"Does he know I'm out?"
"The cartel would have contacted him immediately when they lost you. So yeah. He knows."
"And what does he do now?"
That's the question I've been dreading. "Either he runs, takes whatever money he has, and disappears. Or?—"
"Or?"
"Or he tries to make a new deal with the cartel. You're still valuable to them."
She absorbs that without flinching.
"I think he sold you once already. I don't think he'd have moral qualms about doing it again."
"Right." She nods like that's reasonable. Like her brother hunting her for a cartel is just a logical next step. "So what do we do?"
"We?" I raise an eyebrow.
"You came for me alone. Against orders. You're in this now whether you want to be or not."
"True." The words come out before I can stop them. "Was in it the second I heard those men talking in the bar."
"Why?" She crosses her arms, studying me. "Why did you come? You don't know me. You risked your career, maybe your life, for a stranger. That's not standard operating procedure."
"No. It's not."
"So why?"
FIVE
FROST
I lookat the dog tags under my shirt, feel their familiar weight. "Because five years ago, I made a choice. Follow orders or save someone. I chose to follow orders. And someone died because of it."
"Caracas." She says it like she already knew. "You mentioned it in the warehouse."
"Yeah. Caracas." I run my hand over my face, feeling the stubble, the exhaustion. "CIA operation. Cartel target. We needed local assets for intel. There was a woman—Sofia. She fed us information for three months. Good intel. Made the whole operation possible."
"What happened?"
"We got our target. Extracted him. Mission successful." The words taste like ash. "But the cartel figured out Sofia helped us. Put a price on her head. I had a choice—stay and protect her, or follow my orders and leave with the team."
"You followed orders."
"Yeah. I followed orders. Sofia was killed six hours later." I touch the dog tags through my shirt. "Her brother gave me these. Said, 'She died because you didn't choose her.'"

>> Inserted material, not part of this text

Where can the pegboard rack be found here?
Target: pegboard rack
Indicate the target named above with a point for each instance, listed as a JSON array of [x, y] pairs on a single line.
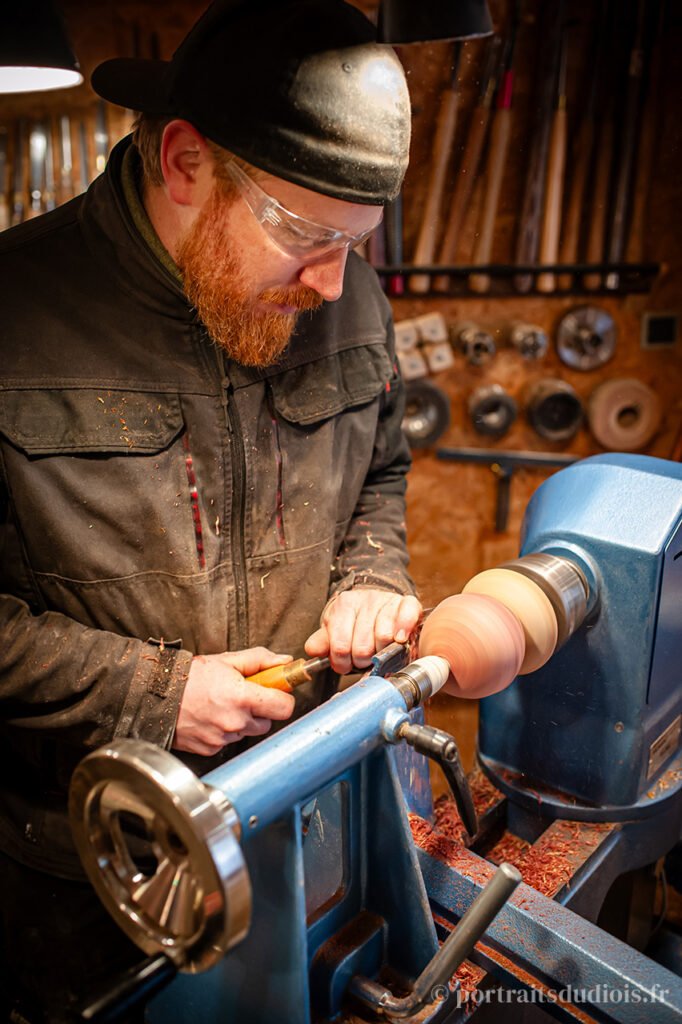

Maggie's quiet for a long moment. "And you've been wearing them ever since."
"Every day. Reminder of what happens when you put protocol over people."
"That's why you broke protocol for me."
"Yeah." I meet her eyes. "I heard those men talking about you in that bar, and I had the same choice. Call it in, let Guardian HRS handle it through proper channels. Or go rogue and do it myself."
"You went rogue."
"I went rogue. And this time, someone lived." I lean back in the chair, feel it creak under my weight. "That's because of you, not me. You kept pace during the extraction. You stayed tactical under fire. Most civilians would have frozen or panicked. You fought."